La recherche de Marcheschi, qui retrace les principaux sujets de réflexion de Diderot, montre ainsi que pour ce dernier, l’homme entretient avec le monde une relation de type poïétique. La parenté entre le fictionnel et le factice se retrouve à tous les niveaux de la réflexion du philosophe, ce qui permet de saisir le fil conducteur entre ses multiples intérêts et thèmes de recherche. Le choix de la réflexion sur le goût comme point de départ de cette enquête s’avère fructueux pour montrer le véritable point de fuite des œuvres diderotiennes : l’enquête sur la nature, la réflexion esthétique, physiologique et gnoséologique interrogent toutes cette relation poïétique de l’homme avec le monde, et c’est dans l’intelligence, en tant que faculté du corps entier, que se trouvent toutes les conditions de possibilité de ces réflexions.

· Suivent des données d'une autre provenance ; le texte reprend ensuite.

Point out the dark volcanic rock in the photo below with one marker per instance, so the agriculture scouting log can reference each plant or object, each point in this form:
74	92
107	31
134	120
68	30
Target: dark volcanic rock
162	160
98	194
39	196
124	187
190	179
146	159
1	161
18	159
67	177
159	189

Il gusto della materia est un ouvrage important pour sa capacité à réinterpréter, dans une perspective organique et globale, des aspects certes déjà examinés, mais le plus souvent séparément, de la philosophie diderotienne. Il apporte également une contribution précieuse à l’élaboration d’une image du siècle des Lumières renouvelée et dépouillée de catégories historiographiques obsolètes. Les différentes trajectoires de la pensée de Diderot sont tissées à travers les chapitres, parfois de manière souterraine, puis présentées à nouveau dans leur articulation naturelle et investies de significations supplémentaires. Mais l’importance de la recherche de Marcheschi ne réside pas seulement dans les questions qu’il sait reconstruire et investir de significations inédites, mais aussi dans l’articulation et la structure de son ouvrage. Ce livre a la forme du réseau, celle de la physiologie et de l’intelligence humaine selon Diderot : en reflétant l’objet qu’il étudie, à savoir la pensée protéiforme et réticulaire du philosophe, il crée une heureuse coïncidence entre la logique de la découverte et celle de l’expression. De plus, la forme du réseau permet à l’auteur de mettre en œuvre l’un des enseignements les plus féconds de la pensée de Diderot, selon lequel l’enjeu de toute tension ne réside pas dans sa résolution. La ligne de fuite doit toujours être maintenue, mais dans le but de former continuellement de nouvelles images, de nouveaux arguments et de nouvelles relations.